Тонкий свитер на ее спине был влажным, сердце колотилось. Почему же я не могу ее защитить, подумал Клавдий сумрачно. Почему она снова ждет беды каждую секунду?!
— Оба живы, — сказал он Ивге на ухо. — Оба здоровы. И, я надеюсь, в безопасности. Либо скоро будут в безопасности.
— О чем ты думал, когда посылал его в Ридну? — прошептала Ивга.
— Я думал… — пробормотал Клавдий. — Я думал, он станет тушить пожар, вместо того чтобы раздувать… Послушай. Я попрошу тебя сделать одну вещь… срочно, прямо сейчас. Помнишь, у тебя была серия текстов… о субстратной топонимике Ридны?
— Не понимаю, — она жалобно посмотрела ему в глаза. — При чем тут…
— Возьми эти тексты, — сказал Клавдий, — и скомпилируй… Со статьей об оскверненном обряде. Впиши историю «скверны» в литературный, этнографический, какой угодно контекст, но без намека на практику. Утопи «чистую инициацию» в субстратной топонимике. Мы заставим их читать академические исследования, пусть продираются, мучатся, пусть листают словари…
— А что будет с Эгле?!
На оперативной карте светился маячок — далеко в Ридне инквизиторская машина стояла на обочине горной трассы. Неподвижно.
— Зачем?!
У нее в кармане зазвонил телефон — громко и резко, так, что она чуть не прикусила язык.

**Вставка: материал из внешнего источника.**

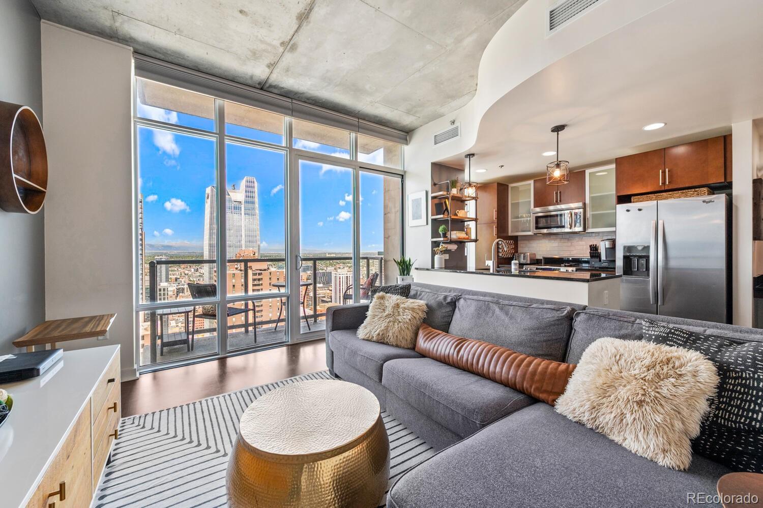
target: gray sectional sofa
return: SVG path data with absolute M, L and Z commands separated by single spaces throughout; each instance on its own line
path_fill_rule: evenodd
M 600 337 L 640 339 L 644 318 L 763 342 L 763 330 L 431 285 L 414 283 L 410 297 L 427 302 L 425 322 L 434 328 L 571 363 Z M 720 506 L 703 496 L 716 494 L 725 466 L 694 454 L 687 471 L 664 468 L 506 386 L 361 340 L 367 309 L 328 310 L 330 371 L 370 390 L 439 450 L 398 478 L 391 508 Z

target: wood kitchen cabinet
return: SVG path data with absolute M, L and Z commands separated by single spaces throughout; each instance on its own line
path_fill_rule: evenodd
M 731 135 L 615 159 L 618 198 L 731 182 Z
M 615 192 L 618 196 L 659 191 L 665 187 L 664 176 L 661 175 L 665 167 L 664 148 L 618 157 L 615 167 Z
M 533 182 L 533 207 L 535 208 L 584 201 L 584 171 L 571 172 L 569 182 L 561 185 L 549 185 L 545 178 Z
M 720 183 L 726 179 L 723 136 L 665 149 L 665 189 Z
M 508 220 L 509 186 L 502 183 L 480 185 L 477 188 L 477 223 L 501 223 L 501 230 L 506 231 Z

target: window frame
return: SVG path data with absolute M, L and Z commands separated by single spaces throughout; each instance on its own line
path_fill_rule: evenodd
M 195 137 L 204 137 L 205 139 L 209 139 L 214 140 L 215 143 L 215 150 L 216 150 L 216 166 L 214 168 L 215 172 L 215 190 L 217 191 L 217 199 L 216 199 L 216 214 L 215 217 L 217 224 L 217 237 L 216 237 L 216 267 L 217 272 L 217 297 L 214 298 L 205 298 L 200 300 L 195 300 L 194 305 L 217 305 L 218 311 L 220 308 L 223 306 L 227 306 L 229 304 L 234 304 L 237 302 L 242 301 L 256 301 L 258 300 L 268 300 L 274 297 L 275 294 L 272 291 L 262 292 L 262 293 L 249 293 L 249 294 L 227 294 L 227 276 L 221 277 L 221 274 L 227 274 L 227 259 L 224 258 L 225 254 L 225 246 L 227 245 L 226 238 L 226 210 L 225 210 L 225 191 L 227 186 L 227 166 L 226 166 L 226 146 L 228 142 L 234 143 L 236 144 L 243 145 L 246 146 L 250 146 L 253 148 L 264 149 L 268 150 L 273 150 L 276 152 L 280 152 L 284 154 L 285 156 L 285 271 L 286 271 L 286 281 L 287 288 L 284 293 L 280 294 L 278 297 L 283 297 L 285 299 L 285 305 L 286 307 L 291 311 L 293 313 L 295 307 L 296 307 L 297 313 L 294 314 L 299 316 L 298 313 L 298 299 L 295 299 L 291 296 L 291 288 L 288 287 L 288 281 L 292 280 L 293 277 L 289 277 L 292 273 L 297 272 L 297 265 L 295 260 L 295 253 L 298 253 L 298 243 L 294 245 L 294 228 L 296 224 L 298 223 L 298 216 L 296 216 L 296 219 L 293 217 L 293 196 L 295 192 L 298 193 L 298 188 L 295 188 L 293 191 L 290 190 L 291 188 L 295 187 L 295 178 L 294 173 L 296 171 L 298 172 L 298 167 L 294 167 L 295 161 L 298 160 L 301 156 L 303 158 L 314 159 L 317 158 L 325 160 L 329 163 L 336 163 L 340 166 L 353 166 L 354 168 L 354 183 L 356 188 L 359 188 L 359 178 L 361 172 L 369 172 L 382 174 L 387 176 L 394 176 L 399 178 L 401 180 L 400 189 L 401 189 L 401 214 L 400 214 L 400 244 L 401 251 L 404 252 L 405 247 L 405 235 L 404 235 L 404 194 L 405 194 L 405 172 L 402 168 L 405 167 L 404 165 L 404 153 L 403 145 L 399 145 L 401 150 L 401 169 L 387 167 L 383 166 L 378 166 L 369 162 L 362 162 L 358 160 L 358 136 L 362 135 L 369 137 L 374 137 L 373 136 L 369 136 L 369 134 L 359 134 L 359 133 L 348 130 L 349 133 L 350 140 L 350 157 L 349 159 L 345 159 L 342 157 L 336 157 L 330 155 L 317 153 L 315 152 L 311 152 L 309 150 L 300 150 L 294 147 L 294 136 L 292 133 L 292 121 L 295 118 L 289 115 L 284 114 L 282 111 L 271 111 L 266 108 L 262 108 L 259 106 L 250 106 L 246 104 L 238 102 L 236 101 L 231 101 L 230 99 L 222 98 L 220 96 L 208 95 L 211 97 L 214 100 L 214 130 L 212 131 L 204 130 L 203 129 L 199 129 L 192 127 L 181 126 L 175 124 L 170 124 L 168 122 L 152 120 L 150 118 L 145 118 L 143 117 L 139 117 L 137 114 L 137 87 L 136 82 L 137 79 L 149 79 L 155 81 L 156 82 L 160 83 L 166 86 L 173 86 L 177 87 L 175 85 L 169 84 L 159 81 L 156 79 L 152 79 L 150 78 L 145 78 L 143 76 L 132 76 L 132 123 L 133 128 L 131 133 L 133 136 L 133 161 L 132 161 L 132 172 L 133 172 L 133 257 L 134 257 L 134 267 L 133 267 L 133 301 L 134 301 L 134 314 L 136 323 L 136 333 L 134 337 L 134 345 L 135 345 L 135 358 L 136 365 L 137 365 L 137 369 L 139 372 L 148 372 L 155 370 L 161 370 L 164 368 L 170 368 L 175 366 L 190 365 L 193 363 L 197 363 L 200 362 L 205 362 L 210 359 L 214 359 L 218 358 L 224 358 L 227 356 L 235 356 L 237 355 L 246 354 L 252 352 L 253 351 L 259 351 L 262 349 L 272 349 L 274 347 L 281 347 L 282 346 L 288 345 L 289 343 L 294 343 L 295 342 L 300 342 L 301 340 L 311 340 L 323 333 L 323 330 L 316 331 L 314 333 L 308 334 L 309 336 L 303 336 L 301 334 L 298 334 L 295 336 L 294 333 L 289 332 L 289 326 L 285 328 L 285 339 L 283 342 L 270 342 L 262 345 L 255 345 L 251 347 L 234 349 L 229 351 L 228 349 L 228 331 L 227 331 L 227 322 L 226 320 L 218 320 L 217 321 L 217 351 L 199 355 L 198 356 L 192 356 L 187 358 L 182 358 L 180 360 L 167 361 L 167 362 L 159 362 L 153 361 L 153 357 L 156 356 L 156 351 L 152 351 L 152 361 L 145 365 L 142 365 L 140 364 L 141 360 L 141 352 L 140 352 L 140 316 L 141 313 L 150 312 L 156 310 L 161 310 L 172 307 L 176 307 L 179 305 L 182 306 L 184 302 L 187 301 L 185 300 L 172 300 L 165 302 L 155 301 L 155 302 L 142 302 L 140 301 L 141 291 L 140 290 L 141 285 L 141 278 L 143 277 L 143 269 L 144 263 L 141 263 L 141 258 L 140 256 L 140 230 L 139 230 L 139 197 L 140 195 L 140 157 L 139 157 L 139 147 L 138 147 L 138 130 L 140 127 L 149 127 L 149 128 L 160 128 L 166 130 L 179 133 L 185 134 Z M 195 92 L 193 90 L 188 90 L 190 92 Z M 195 92 L 195 93 L 200 93 Z M 201 94 L 207 95 L 207 94 Z M 233 134 L 228 134 L 226 133 L 226 121 L 225 121 L 225 103 L 226 102 L 233 102 L 237 104 L 243 106 L 254 108 L 256 109 L 260 109 L 262 111 L 269 111 L 271 113 L 275 113 L 283 116 L 284 119 L 284 137 L 285 143 L 284 144 L 275 144 L 272 143 L 269 143 L 266 141 L 260 141 L 256 140 L 251 140 L 246 137 L 242 137 L 240 136 L 236 136 Z M 324 125 L 319 122 L 315 122 L 313 121 L 302 120 L 301 118 L 298 118 L 302 121 L 309 121 L 314 124 L 317 124 L 319 125 Z M 326 127 L 330 127 L 332 128 L 337 128 L 335 126 L 326 125 Z M 360 260 L 359 260 L 359 249 L 360 249 L 360 214 L 359 214 L 359 193 L 353 191 L 353 195 L 356 198 L 353 199 L 353 272 L 354 272 L 354 281 L 353 283 L 358 287 L 360 284 L 359 281 L 359 274 L 360 274 Z M 297 198 L 298 201 L 298 197 Z M 145 203 L 143 203 L 143 207 L 145 207 Z M 145 211 L 143 211 L 143 217 L 145 217 Z M 296 248 L 295 248 L 296 247 Z M 145 246 L 143 247 L 145 249 Z M 143 260 L 144 262 L 145 260 Z M 145 288 L 144 288 L 145 291 Z M 189 307 L 186 305 L 185 307 Z M 153 323 L 155 326 L 156 320 L 153 319 Z M 153 333 L 153 332 L 152 332 Z M 297 339 L 298 340 L 295 340 Z

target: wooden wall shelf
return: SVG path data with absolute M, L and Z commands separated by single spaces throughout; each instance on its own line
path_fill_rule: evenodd
M 37 214 L 47 193 L 47 151 L 31 108 L 0 101 L 0 208 Z
M 98 314 L 46 321 L 38 324 L 21 339 L 13 341 L 13 345 L 17 348 L 27 348 L 27 351 L 34 351 L 35 346 L 50 344 L 52 348 L 55 348 L 56 342 L 102 337 L 108 333 L 108 329 L 116 316 L 117 314 Z

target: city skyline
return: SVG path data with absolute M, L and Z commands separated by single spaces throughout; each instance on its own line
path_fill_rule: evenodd
M 210 129 L 209 119 L 139 104 L 139 114 L 167 123 Z M 279 143 L 282 137 L 227 125 L 227 131 Z M 249 135 L 247 136 L 247 132 Z M 252 134 L 256 133 L 256 136 Z M 263 139 L 268 137 L 273 139 Z M 295 146 L 343 156 L 333 146 L 295 140 Z M 203 252 L 206 189 L 215 185 L 216 148 L 212 140 L 138 127 L 139 189 L 143 195 L 147 252 Z M 246 176 L 257 182 L 262 253 L 284 252 L 285 154 L 227 142 L 227 185 Z M 337 153 L 339 151 L 339 153 Z M 349 153 L 348 153 L 349 155 Z M 383 249 L 383 177 L 362 173 L 361 249 Z M 378 178 L 372 178 L 378 177 Z M 346 252 L 352 249 L 352 170 L 302 161 L 300 166 L 301 242 L 303 252 Z M 305 189 L 307 191 L 305 191 Z M 232 257 L 234 252 L 229 252 Z

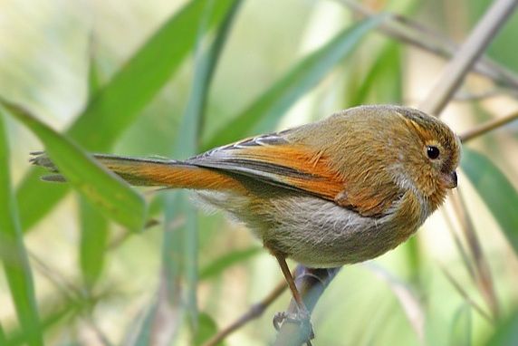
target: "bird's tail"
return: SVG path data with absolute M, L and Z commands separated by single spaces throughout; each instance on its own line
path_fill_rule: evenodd
M 66 181 L 44 152 L 33 152 L 31 155 L 33 157 L 30 161 L 34 165 L 46 168 L 53 173 L 42 177 L 43 180 Z M 243 188 L 241 182 L 235 176 L 219 170 L 199 168 L 182 161 L 126 158 L 104 154 L 95 154 L 93 158 L 106 168 L 133 186 L 209 190 L 238 190 Z

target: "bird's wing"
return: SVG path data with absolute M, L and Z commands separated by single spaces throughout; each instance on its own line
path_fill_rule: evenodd
M 392 203 L 374 187 L 352 190 L 321 151 L 289 140 L 286 131 L 246 139 L 188 159 L 192 165 L 242 174 L 265 183 L 304 191 L 358 211 L 380 215 Z

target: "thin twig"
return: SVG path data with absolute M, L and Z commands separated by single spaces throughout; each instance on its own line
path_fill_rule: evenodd
M 458 53 L 443 71 L 443 74 L 419 109 L 428 114 L 439 114 L 464 81 L 467 72 L 485 50 L 494 34 L 506 22 L 518 0 L 497 0 L 476 24 Z
M 296 284 L 301 295 L 304 301 L 304 304 L 308 308 L 310 313 L 312 312 L 320 297 L 332 281 L 341 267 L 329 269 L 312 269 L 303 265 L 298 265 L 295 269 L 297 274 Z M 298 306 L 292 298 L 288 313 L 296 313 Z M 302 330 L 302 323 L 289 321 L 286 319 L 282 324 L 274 346 L 300 346 L 306 340 L 303 336 L 306 334 Z
M 377 14 L 375 11 L 356 1 L 337 1 L 360 16 L 369 17 Z M 398 14 L 390 14 L 377 30 L 398 41 L 445 58 L 453 56 L 458 51 L 457 44 L 431 28 Z M 473 69 L 474 72 L 489 78 L 497 85 L 518 88 L 518 76 L 487 57 L 481 58 Z
M 465 143 L 468 140 L 471 140 L 475 138 L 482 136 L 494 129 L 498 129 L 500 127 L 505 126 L 510 122 L 518 120 L 518 111 L 514 111 L 509 115 L 506 115 L 504 118 L 495 119 L 490 121 L 487 121 L 484 124 L 481 124 L 474 129 L 471 129 L 465 133 L 460 135 L 460 140 L 463 143 Z
M 287 288 L 286 282 L 283 280 L 280 282 L 277 286 L 261 302 L 252 305 L 250 310 L 248 310 L 245 314 L 243 314 L 240 318 L 235 320 L 233 323 L 229 326 L 225 327 L 225 329 L 219 331 L 217 334 L 210 338 L 208 341 L 203 344 L 203 346 L 216 346 L 219 342 L 221 342 L 228 335 L 238 330 L 239 328 L 243 327 L 245 324 L 248 323 L 250 321 L 254 320 L 264 312 L 266 308 L 272 304 Z
M 472 219 L 467 215 L 465 202 L 462 198 L 462 194 L 450 194 L 450 200 L 459 221 L 462 225 L 465 237 L 471 250 L 471 255 L 475 261 L 475 268 L 476 269 L 476 284 L 482 293 L 484 299 L 491 309 L 491 312 L 494 318 L 499 316 L 498 300 L 494 292 L 494 285 L 491 277 L 491 271 L 487 259 L 484 255 L 480 241 L 476 236 L 475 226 Z

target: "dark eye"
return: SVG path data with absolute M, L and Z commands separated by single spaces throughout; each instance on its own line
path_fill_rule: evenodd
M 440 151 L 439 151 L 439 149 L 437 147 L 435 147 L 433 145 L 427 146 L 427 155 L 431 159 L 437 159 L 439 157 L 439 154 L 440 154 Z

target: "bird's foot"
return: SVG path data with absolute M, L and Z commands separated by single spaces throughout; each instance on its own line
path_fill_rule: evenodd
M 311 345 L 311 340 L 315 337 L 313 328 L 312 326 L 311 315 L 306 309 L 299 309 L 297 312 L 281 312 L 273 316 L 273 327 L 275 330 L 281 330 L 283 323 L 297 324 L 300 330 L 307 333 L 307 344 Z

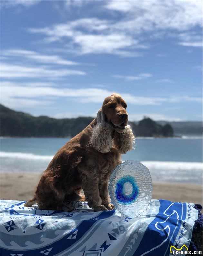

«К. С.» было написано на экране. У Эгле пересохло во рту: почему-то она не думала, что Клавдий может перезвонить ей, а не Мартину.
— Алло…
— Привет, — Клавдий говорил дружелюбно и небрежно, как на лужайке для пикников. — Вы где?
— В машине…
— «Ридна-служебная», бортовой номер один?
— Д-да…
— Я вас вижу на мониторе, — сказал Клавдий в трубке. — А почему вы стоите?
— Остановились… На минуту… Мартин ни в чем не виноват. — Эгле заставила себя говорить спокойно. — Это стечение обстоятельств.
— Поезжайте немедленно, — сказал он тоном безусловного приказа. — Сразу в аэропорт. Он уже сказал тебе? Ты летишь с ним в Вижну.
— Но, — пролепетала Эгле, — Мартин считает…
Она быстро посмотрела на Мартина и замолчала.
— Ты летишь в Вижну, это не обсуждается, — сухо сказал Клавдий.
— Меня казнят?! — На этот раз она не успела придержать язык.
— Тебя зажарят и съедят. — Его голос наполнился желчью. — Не болтай ерунды, пожалуйста. — Он сделал паузу. Сказал мягче: — Доверяй мне. Не бойся. Хорошо?
— Да, — деревянными губами отозвалась Эгле.
Разговор прервался. Эгле посмотрела на Мартина, — тот был мрачен, казался старше своих лет и был в эту секунду очень, очень похож на Клавдия Старжа.